Car, pour Coste (chez Castellotti & Chalabi (Dir.), 2006, p.19), la contextualisation est bien « un processus d’ajustement de principes, de

démarches, de contenu d’enseignement ou d’exercices à des réalités locales, culturelles, institutionnelles et pédagogiques. » Mais selon lui, le cœur de la

méthode d’origine est rarement remis en cause et beaucoup des opérations de contextualisation le sont en surface. Généralement, on adapte le modèle après coup ; le contexte est donc pris en compte dans un deuxième temps. Pourtant, pour Auger (chez Castellotti & Chalabi (Dir.), 2006, p.111), tout enseignement est spécifique et devrait être analysé dans le plus grand détail possible.
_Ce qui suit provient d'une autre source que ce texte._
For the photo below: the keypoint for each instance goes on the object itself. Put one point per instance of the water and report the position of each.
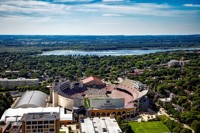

Il faudrait tenir compte des adéquations entre contextes, pratiques de classe, formation des enseignants et élaboration des programmes. Dans cette analyse, il faudrait également ne pas oublier la relation entre l’offre et la demande, même dans un contexte d'enseignement/apprentissage où, après tout, l'étudiant vient se procurer des connaissances, des compétences, une qualification.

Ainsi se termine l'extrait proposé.